Le clergé anglais tenant de très près à l’état, il importe de rechercher le genre d’influence qu’il y exerce[1]. Il faut pour cela tenir compte des origines mêmes de la réformation. De tous les obstacles qui s’opposent chez un peuple à l’établissement des libertés politiques, le plus grave et le plus difficile à renverser est l’asservissement de l’esprit sous certains dogmes religieux. Dans la révolution morale du XVIe siècle, à laquelle le clergé britannique prit une si grande part, les docteurs se proposaient surtout d’émanciper le sentiment du moi.

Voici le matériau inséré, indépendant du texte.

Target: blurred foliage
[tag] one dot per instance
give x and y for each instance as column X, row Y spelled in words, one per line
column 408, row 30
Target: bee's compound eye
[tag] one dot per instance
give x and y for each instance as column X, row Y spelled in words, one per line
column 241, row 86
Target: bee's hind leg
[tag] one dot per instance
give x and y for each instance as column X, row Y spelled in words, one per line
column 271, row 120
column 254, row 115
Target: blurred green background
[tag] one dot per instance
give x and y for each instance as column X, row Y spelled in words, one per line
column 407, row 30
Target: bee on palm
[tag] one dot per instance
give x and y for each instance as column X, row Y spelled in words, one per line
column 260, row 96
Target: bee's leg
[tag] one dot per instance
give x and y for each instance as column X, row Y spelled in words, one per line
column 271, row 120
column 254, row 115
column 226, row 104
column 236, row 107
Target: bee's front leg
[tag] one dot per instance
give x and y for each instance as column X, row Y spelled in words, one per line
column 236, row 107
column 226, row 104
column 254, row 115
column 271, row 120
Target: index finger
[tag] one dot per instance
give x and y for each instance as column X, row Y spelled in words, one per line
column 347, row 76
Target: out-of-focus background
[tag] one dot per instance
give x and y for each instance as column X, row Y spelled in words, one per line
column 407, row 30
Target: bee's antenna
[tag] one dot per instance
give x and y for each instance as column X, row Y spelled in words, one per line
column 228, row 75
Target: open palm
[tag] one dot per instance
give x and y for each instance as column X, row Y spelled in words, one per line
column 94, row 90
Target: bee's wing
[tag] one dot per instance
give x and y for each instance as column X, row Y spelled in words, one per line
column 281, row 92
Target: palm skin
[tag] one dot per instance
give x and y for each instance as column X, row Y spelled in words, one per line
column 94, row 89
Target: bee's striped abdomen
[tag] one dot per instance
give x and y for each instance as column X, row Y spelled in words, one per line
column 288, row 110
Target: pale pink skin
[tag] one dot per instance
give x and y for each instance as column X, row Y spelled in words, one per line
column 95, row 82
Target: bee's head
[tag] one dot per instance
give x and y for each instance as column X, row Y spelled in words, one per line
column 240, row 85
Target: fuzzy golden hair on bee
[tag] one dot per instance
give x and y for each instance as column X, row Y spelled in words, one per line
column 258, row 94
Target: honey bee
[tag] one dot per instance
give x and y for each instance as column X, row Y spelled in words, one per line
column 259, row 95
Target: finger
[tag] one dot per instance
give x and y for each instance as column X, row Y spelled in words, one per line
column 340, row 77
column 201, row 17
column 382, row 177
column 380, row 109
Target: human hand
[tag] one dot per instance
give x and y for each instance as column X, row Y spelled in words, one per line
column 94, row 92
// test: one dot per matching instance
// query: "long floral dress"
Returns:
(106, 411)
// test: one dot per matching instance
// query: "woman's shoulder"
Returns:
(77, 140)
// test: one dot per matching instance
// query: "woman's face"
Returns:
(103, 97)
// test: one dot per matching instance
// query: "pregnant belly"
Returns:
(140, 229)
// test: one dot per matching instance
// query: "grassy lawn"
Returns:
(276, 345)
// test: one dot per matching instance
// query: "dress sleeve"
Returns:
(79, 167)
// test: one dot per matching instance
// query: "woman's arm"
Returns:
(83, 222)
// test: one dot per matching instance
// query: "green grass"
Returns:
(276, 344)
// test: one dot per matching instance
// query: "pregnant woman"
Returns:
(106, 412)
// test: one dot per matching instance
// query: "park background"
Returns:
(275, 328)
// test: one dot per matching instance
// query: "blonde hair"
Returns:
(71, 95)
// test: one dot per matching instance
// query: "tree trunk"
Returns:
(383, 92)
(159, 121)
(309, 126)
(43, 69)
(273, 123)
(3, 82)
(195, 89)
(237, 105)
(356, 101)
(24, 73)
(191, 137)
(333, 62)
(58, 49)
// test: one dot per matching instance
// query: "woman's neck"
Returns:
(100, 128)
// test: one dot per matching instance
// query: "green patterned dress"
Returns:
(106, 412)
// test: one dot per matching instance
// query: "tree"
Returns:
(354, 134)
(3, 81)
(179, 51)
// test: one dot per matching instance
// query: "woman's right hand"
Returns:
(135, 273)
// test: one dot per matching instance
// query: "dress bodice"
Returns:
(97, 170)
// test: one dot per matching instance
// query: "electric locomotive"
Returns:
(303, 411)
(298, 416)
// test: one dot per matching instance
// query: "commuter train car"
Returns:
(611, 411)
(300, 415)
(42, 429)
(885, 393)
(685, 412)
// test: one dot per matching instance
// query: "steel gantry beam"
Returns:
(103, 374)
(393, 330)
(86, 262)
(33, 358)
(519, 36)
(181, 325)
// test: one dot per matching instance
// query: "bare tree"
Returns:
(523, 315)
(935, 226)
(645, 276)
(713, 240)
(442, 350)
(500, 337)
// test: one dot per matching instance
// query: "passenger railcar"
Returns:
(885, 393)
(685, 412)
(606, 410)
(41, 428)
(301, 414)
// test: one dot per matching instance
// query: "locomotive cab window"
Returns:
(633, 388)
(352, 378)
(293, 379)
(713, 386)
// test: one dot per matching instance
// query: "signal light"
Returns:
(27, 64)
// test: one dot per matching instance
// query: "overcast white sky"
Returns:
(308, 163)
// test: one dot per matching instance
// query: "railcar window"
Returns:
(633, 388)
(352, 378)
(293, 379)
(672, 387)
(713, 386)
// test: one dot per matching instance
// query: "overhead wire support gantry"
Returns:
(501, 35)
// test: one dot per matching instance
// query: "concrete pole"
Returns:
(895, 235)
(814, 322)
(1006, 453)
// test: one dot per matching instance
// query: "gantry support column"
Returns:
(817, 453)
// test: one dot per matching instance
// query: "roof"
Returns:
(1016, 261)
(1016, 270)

Tous les droits s’engendrent les uns des autres, et qui doute aujourd’hui que le respect de la liberté individuelle ne soit chez nos voisins d’outre-mer une conquête du protestantisme ? Le même principe de curiosité qui avait mis à nu les fondemens de la foi appela les lumières de l’examen et de la discussion sur les bases du gouvernement civil. On découvrit bientôt que les racines du despotisme se cachaient dans une sorte d’ignorance sacrée, mais ne reposaient sur aucune autorité divine. C’est ainsi que la constitution anglaise a pu s’allier sans peine à l’ordre religieux, qui la consacre sans la gêner ni la contredire. Le clergé anglais pris en masse est conservateur ; mais il ne faut point attacher à (Je mot le sens étroit qu’on lui donne dans d’autres pays. Protéger les institutions de la Grande-Bretagne, c’est sans doute

  1. Il s’agit, qu’on l’entende bien, d’une influence indirecte. Les clergymen ne peuvent siéger à la chambre des communes. Jusqu’au mois de février 1865, ils ne pouvaient même faire partie du barreau.